FIFA has banned `One Love’ captain’s armband to be worn by seven European teams during the football World Cup.
English and Welsh footballing associations had sought urgent clarification from FIFA over the use of “One Love” armbands, which they had planned to wear throughout their fixtures.
The international football governing body has said that those who wear the armband – which was never officially sanctioned by FIFA – would run the risk of an on-field “sporting sanction”.
FA chief executive Mark Bullingham told BBC Radio 4 on Monday that if Harry Kane will be booked for wearing the One Love armband, England will have to see if there is “another way to show our values”.
It is not yet clear how English captain Harry Kane will respond to the ban.
The New Arab reported that the dispute has divided England fans – some of whom see the armband as an important symbol of solidarity, while others regard it as patronizing double standards.

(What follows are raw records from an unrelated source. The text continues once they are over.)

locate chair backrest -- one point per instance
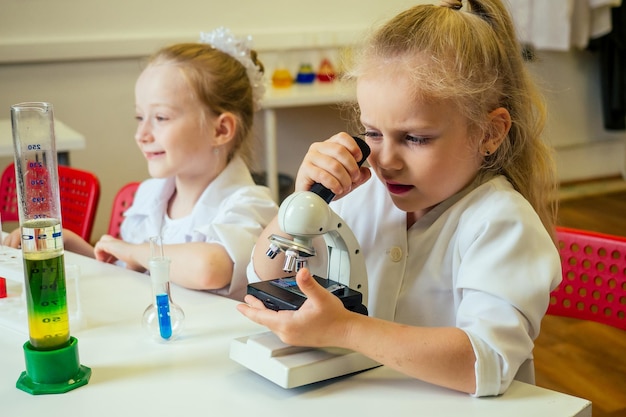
(594, 277)
(122, 201)
(79, 194)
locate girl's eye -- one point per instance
(371, 135)
(419, 140)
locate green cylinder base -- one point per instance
(53, 371)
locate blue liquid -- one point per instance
(163, 310)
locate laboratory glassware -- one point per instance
(51, 354)
(163, 319)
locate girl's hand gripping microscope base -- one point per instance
(305, 215)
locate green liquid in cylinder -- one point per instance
(46, 298)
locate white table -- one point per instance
(134, 375)
(298, 95)
(67, 139)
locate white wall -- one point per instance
(84, 57)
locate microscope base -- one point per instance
(293, 366)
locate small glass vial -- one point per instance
(163, 319)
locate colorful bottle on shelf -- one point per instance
(306, 75)
(326, 72)
(282, 78)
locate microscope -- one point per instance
(305, 215)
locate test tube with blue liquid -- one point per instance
(51, 354)
(163, 319)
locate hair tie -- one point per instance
(239, 48)
(452, 4)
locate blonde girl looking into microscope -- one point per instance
(457, 226)
(195, 105)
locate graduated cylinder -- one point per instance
(40, 223)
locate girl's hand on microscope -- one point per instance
(320, 322)
(334, 164)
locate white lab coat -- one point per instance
(232, 211)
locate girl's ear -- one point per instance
(499, 126)
(225, 127)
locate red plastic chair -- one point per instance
(122, 201)
(79, 194)
(594, 277)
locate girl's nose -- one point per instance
(143, 132)
(387, 156)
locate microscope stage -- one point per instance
(293, 366)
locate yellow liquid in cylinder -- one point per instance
(46, 298)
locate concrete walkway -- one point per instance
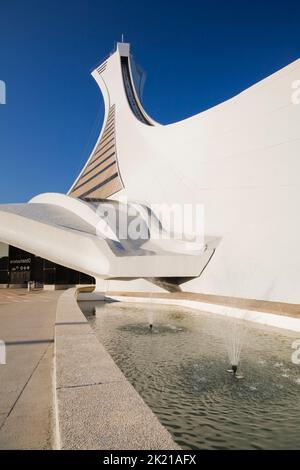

FIFA has offered several compromise slogans – including “Football unites the world” and “Share the meal,” among other messages – and are partnering with the UN on social campaigns throughout the World Cup.
Countries across Europe have pledged to keep wearing the armbands, regardless of what on-field punishment FIFA may hand out to players that wear them.
German captain Manuel Neuer stated he will continue to wear a “OneLove” armband.
“Other European nations are wearing (the armband) and it is good we are doing it together,” Neuer said on Saturday.
Dutch captain Virgil Van Dijk was less certain, however. “If I will get a yellow card for wearing it then we would have to discuss it because I don’t like to play while being on a yellow [card],” he said.
The World Cup hosts have long argued that Qatar has been singled out for unfair criticism over human rights and LGBT issues, calling out “double standards” compared to other sporting events around the world.